My current cat Tater and I differ more ways than we are alike. She can leap to a five-foot countertop in a nonchalant second; I fell on my fanny trying to execute a three-inch hop on Leap Day. She nods off between naps; I pound out novels in the middle of the night for no remunerative reason. She has perfect, velvety paw pads; I have a Plantar’s wart. She doesn’t like ice cream or beer; I’m not nuts. She walks around presenting her ass like it was the Hope Diamond, and I haven’t done that for decades. Sometimes we connect unpredictably. She gazes at me with yellow, unblinking eyes that say: I really like having you around, but don’t expect too much. I feel the same way. It’s an easy relationship. She rakes her head against my ankle and I toss crackers in her bowl once a day.

One time we decided to take Tater to the mountain cabin with us. We reasoned it would be slightly nicer for her to have us around for three days than to leave her on her own, because she is very social. Tater had never set paw outside the house after her first kittenly vet visit. It’s been five years. Birds are TV to her–endlessly entertaining, and off-limits as snack items. That’s the rule.

“What can go wrong?” I asked Dave, who gave me that look that means: when we find out, it isn’t going to be his fault. We bundled our stuff into the car, with Tater blasting around the house as is her habit when she sees a suitcase come out, and at the last minute we picked her up and took her to the car. After we unhooked her from the mid-epidermal layer of my shoulder, we took off. Tater located a two-inch slot under the front seat, wedged into it like a wafer of fur, and yowled WAH-WAH-WAH-WAH-WAH for forty miles.

Once we’d arrived at the cabin, and put in all our stuff plus the litter box, we brought in the cat. She did a thorough exploration of the place in a minute. An electron would have missed more. Same thing happened when we brought her home from the Humane Society the first time. “Your kitty will be cautious at first. Leave her in her opened crate in a single room until she’s had a chance to adapt. Then, gradually, make other rooms available.” Tater torpedoed out of the crate and did a reconnaissance of all three floors, rolled over for a belly rub, and then took off again to leave cheek marks on all the perimeters of her new territory. If there was room for a moth to flap in that house, she knew about it within five minutes.
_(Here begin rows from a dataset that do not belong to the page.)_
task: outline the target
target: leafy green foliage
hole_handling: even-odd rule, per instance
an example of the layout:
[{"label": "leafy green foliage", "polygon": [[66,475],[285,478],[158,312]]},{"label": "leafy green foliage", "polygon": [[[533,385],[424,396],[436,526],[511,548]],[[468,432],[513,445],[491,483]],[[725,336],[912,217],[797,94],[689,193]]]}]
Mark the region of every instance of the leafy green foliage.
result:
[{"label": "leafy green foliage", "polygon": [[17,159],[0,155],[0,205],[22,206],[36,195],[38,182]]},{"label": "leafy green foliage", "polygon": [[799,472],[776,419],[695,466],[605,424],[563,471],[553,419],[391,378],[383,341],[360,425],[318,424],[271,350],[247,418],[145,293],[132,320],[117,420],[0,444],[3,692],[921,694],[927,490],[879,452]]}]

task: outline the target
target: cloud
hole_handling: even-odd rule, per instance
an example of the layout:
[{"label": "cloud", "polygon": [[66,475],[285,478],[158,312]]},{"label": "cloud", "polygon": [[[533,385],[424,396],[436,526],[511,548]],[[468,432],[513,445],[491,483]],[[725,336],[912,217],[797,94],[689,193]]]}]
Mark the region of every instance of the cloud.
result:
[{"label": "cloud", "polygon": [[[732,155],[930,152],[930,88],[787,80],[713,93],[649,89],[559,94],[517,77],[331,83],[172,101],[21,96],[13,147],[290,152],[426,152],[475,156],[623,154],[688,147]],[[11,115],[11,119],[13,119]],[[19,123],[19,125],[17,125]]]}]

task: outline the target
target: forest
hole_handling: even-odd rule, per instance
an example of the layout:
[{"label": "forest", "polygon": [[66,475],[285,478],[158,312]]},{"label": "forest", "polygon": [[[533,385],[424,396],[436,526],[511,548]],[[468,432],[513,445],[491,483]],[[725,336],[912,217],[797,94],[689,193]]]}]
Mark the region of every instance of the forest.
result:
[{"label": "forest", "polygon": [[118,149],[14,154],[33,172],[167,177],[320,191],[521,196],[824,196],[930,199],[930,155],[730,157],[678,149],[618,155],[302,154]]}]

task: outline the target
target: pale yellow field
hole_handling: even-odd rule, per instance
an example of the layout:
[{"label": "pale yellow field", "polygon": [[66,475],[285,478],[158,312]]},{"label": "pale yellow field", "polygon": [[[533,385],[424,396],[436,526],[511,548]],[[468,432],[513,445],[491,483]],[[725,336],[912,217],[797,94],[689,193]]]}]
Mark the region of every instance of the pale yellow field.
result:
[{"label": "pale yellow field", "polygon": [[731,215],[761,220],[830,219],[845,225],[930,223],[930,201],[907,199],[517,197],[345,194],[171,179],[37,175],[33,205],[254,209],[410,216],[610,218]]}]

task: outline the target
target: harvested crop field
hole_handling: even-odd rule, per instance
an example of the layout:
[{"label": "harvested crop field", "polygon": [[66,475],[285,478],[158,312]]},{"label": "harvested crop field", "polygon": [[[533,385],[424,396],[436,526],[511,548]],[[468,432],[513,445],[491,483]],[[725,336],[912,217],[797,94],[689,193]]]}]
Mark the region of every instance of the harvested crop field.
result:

So it was the same thing with the cabin. A minute of pandemonium, then it was Happy Kitty. Sofa Leopard, Chair Leopard, Defender Of The Woodpile, Strider Of The Countertop. Home. All was well.

I recognized this. We have more in common than I’d realized. Everywhere in life I find myself, I’m fine. Am I thirty now? No problem that can’t be solved by more beer and bigger pants. My forties? No worries. Then I fetch up in my fifties with no eyebrows, and some of the other nouns are missing, too. Oh well–there’s comedy in that.

But the transitions–the lurches–the moments when I realize that those kids in the coffeehouse think I’m a fossil hippie, those times when my train of thought derails four words in, the mornings I notice my skin isn’t even attached in places, the sudden apprehension that I’m not getting out of this gig alive–WAH-WAH-WAH-WAH-WAH. I can adjust, do the reconnaissance and settle down in a hurry. Don’t make me go in the car again.